Rosalía Rodríguez-Vázquez, University of Vigo
Abstract
Optimality
Theory (OT) has established itself as one of the major theoretical
frameworks in segmental phonology. It has recently expanded to cover the
fields of suprasegmental phonology and text-setting. In the last
ten years, several significant papers about the relationship between
linguistic prosody, verse prosody and text-setting have been published
by Dell and Halle (in press), Hayes and Kaun (1996), Kiparsky (2006) and
Rodríguez-Vázquez (in press), among others. The majority of these
papers favour a modular view of text-setting, according to which song'
is a composite which combines two objects each with its own structure, a
linguistic object - text - and a musical object - tune' (Dell and Halle
in press). Kiparsky (2006) fully supports this view of the
metrics/music interface, arguing that the same words can be sung to
different musical measures, maintaining certain invariant constraints on
stanza form. The same claim is made by Fabb and Halle (2008), who
state that there is no necessary connection between the meter of a line
of poetry and the way it is set to music'.
This paper will
present evidence against such modular view of text-setting by analysing
instances of twentieth-century English folksong collected in Kennedy
(1984).
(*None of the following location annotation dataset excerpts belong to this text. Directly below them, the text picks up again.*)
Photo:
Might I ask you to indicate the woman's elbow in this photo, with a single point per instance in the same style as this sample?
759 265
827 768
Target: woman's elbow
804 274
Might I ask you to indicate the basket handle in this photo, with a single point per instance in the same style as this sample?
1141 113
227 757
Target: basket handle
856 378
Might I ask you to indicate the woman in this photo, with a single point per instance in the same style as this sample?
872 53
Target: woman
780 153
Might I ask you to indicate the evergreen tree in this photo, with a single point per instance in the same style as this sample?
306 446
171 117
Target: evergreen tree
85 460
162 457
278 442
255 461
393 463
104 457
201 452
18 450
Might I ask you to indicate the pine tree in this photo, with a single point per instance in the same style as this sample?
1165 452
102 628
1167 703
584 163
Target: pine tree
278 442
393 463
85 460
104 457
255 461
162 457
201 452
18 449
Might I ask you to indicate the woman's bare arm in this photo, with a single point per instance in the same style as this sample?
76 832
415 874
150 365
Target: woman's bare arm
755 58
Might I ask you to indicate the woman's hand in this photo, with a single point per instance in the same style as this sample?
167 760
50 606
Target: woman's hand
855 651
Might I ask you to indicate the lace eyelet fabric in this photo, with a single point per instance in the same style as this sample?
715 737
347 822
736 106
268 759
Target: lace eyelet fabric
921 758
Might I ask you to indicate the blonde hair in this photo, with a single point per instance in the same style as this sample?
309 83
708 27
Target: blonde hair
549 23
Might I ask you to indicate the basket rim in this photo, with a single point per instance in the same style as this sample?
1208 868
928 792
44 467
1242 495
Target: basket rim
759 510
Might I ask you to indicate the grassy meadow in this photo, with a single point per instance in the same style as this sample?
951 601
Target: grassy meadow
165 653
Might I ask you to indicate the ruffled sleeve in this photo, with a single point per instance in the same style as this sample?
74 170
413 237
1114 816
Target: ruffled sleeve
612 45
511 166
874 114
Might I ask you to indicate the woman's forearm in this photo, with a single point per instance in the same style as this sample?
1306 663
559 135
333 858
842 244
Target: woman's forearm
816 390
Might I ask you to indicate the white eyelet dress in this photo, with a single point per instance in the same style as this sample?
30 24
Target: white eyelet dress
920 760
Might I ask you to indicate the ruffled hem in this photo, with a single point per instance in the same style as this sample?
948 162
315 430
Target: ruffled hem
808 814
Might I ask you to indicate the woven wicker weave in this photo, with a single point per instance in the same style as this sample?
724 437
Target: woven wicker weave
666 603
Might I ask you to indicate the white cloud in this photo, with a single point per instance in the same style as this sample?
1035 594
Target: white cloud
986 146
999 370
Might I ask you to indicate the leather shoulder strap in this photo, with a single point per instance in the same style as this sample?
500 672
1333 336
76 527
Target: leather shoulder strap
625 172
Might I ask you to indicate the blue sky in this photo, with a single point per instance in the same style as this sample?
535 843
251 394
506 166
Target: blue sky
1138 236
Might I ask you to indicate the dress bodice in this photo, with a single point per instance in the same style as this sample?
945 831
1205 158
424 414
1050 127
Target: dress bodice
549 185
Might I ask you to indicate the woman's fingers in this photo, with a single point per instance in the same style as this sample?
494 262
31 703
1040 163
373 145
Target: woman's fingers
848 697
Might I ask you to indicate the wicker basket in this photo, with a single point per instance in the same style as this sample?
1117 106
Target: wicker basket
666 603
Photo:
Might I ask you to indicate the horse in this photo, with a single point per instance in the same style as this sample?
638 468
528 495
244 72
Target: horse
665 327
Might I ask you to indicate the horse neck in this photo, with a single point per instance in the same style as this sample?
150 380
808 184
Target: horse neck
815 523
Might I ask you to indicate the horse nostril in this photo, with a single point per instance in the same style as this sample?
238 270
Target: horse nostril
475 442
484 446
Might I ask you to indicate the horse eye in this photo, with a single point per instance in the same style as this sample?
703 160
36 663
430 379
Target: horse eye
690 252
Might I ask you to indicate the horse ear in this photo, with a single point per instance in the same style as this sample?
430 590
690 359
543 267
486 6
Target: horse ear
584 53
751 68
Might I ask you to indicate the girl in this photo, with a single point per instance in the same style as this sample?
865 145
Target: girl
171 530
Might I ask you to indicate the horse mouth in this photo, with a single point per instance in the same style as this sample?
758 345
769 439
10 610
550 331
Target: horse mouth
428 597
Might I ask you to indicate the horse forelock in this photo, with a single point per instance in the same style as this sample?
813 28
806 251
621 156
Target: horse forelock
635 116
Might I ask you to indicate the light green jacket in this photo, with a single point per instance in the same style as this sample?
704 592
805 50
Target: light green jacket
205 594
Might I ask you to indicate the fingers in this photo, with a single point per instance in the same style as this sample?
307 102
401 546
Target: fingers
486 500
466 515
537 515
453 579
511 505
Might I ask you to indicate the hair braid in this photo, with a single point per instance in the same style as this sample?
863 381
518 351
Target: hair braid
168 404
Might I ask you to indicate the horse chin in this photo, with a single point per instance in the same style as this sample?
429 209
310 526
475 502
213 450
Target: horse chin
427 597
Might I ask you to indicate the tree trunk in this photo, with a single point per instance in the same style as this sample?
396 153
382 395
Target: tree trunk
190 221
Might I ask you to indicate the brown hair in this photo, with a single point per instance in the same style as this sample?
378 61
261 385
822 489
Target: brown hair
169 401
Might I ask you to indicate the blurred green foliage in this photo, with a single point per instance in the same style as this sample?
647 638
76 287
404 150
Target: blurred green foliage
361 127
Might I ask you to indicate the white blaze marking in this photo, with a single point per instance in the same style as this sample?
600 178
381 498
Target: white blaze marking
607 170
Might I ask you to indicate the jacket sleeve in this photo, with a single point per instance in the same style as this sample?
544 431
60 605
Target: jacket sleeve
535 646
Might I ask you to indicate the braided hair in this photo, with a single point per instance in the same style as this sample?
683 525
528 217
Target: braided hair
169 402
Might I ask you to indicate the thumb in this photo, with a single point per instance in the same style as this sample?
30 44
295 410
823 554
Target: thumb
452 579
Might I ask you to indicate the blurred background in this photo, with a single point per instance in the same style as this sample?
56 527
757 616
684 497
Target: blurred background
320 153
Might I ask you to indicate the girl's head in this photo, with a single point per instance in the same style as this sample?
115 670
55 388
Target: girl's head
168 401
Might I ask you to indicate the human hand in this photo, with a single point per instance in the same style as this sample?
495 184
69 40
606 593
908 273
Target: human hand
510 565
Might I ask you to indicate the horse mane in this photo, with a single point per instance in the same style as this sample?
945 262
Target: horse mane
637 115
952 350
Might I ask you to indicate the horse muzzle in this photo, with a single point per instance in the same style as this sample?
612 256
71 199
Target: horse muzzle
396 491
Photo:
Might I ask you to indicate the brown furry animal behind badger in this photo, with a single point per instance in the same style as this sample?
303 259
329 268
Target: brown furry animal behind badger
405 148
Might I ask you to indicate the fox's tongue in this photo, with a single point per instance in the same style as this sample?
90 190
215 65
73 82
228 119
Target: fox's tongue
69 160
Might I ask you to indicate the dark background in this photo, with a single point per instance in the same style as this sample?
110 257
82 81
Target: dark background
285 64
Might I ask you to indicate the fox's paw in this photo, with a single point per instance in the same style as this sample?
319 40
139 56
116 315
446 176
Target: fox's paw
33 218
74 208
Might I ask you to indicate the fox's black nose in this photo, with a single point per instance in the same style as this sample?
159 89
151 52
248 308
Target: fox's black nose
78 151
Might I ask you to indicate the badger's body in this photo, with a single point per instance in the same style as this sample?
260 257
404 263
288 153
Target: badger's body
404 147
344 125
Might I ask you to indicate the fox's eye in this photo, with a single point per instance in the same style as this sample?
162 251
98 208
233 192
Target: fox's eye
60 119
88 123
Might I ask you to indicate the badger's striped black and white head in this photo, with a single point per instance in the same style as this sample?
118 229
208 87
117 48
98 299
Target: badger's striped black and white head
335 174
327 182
I will apply OT metrical and grouping constraints to a
corpus of twentieth-century folk songs in order to prove that i) the
same metrical and grouping constraints are at work and ranked equally in
the text and the tune of English folk songs, ii) the fact that the same
lyrics can be sung to different tunes is only a byproduct of the
recurring meters used in folk-song, iii) in certain vocal genres, the
composer/performer of a song does not construct a match between three
tiers of rhythmic structure - linguistic prominence, poetic metre, and
music rhythm - but between two, namely linguistic prominence and musical
rhythm.
Bibliography
Dell,
F. & J. Halle (in press) "Comparing musical text-setting in French
and in English songs." Ed. Jean-Louis Aroui and Andy Arleo. Towards a typology of poetic forms. Amsterdam: Benjamins.
Fabb, N. & H. Morris (2008) Meter in poetry: a new theory. Cambridge: Cambridge University Press.
Hayes, B. & M. MacEachern (1996) "Are there lines in folk poetry?" UCLA Working Papers in Phonology 1:125-142.
Kennedy, P. (1984 [1975]). Folk songs of Britain and Ireland. London: Oak Publications.
Kiparsky, P. (2006) "A modular metrics of folk verse." Eds. Elan B. Dresher and Nila Friedberg. Formal approaches to poetry. Berlin, New York: Mouton de Gruyter, 7-52.
Rodríguez-Vázquez, R. (in press) "Text-setting constraints: a comparative perspective." Australian Journal of Linguistics (special edition on the Language of Song).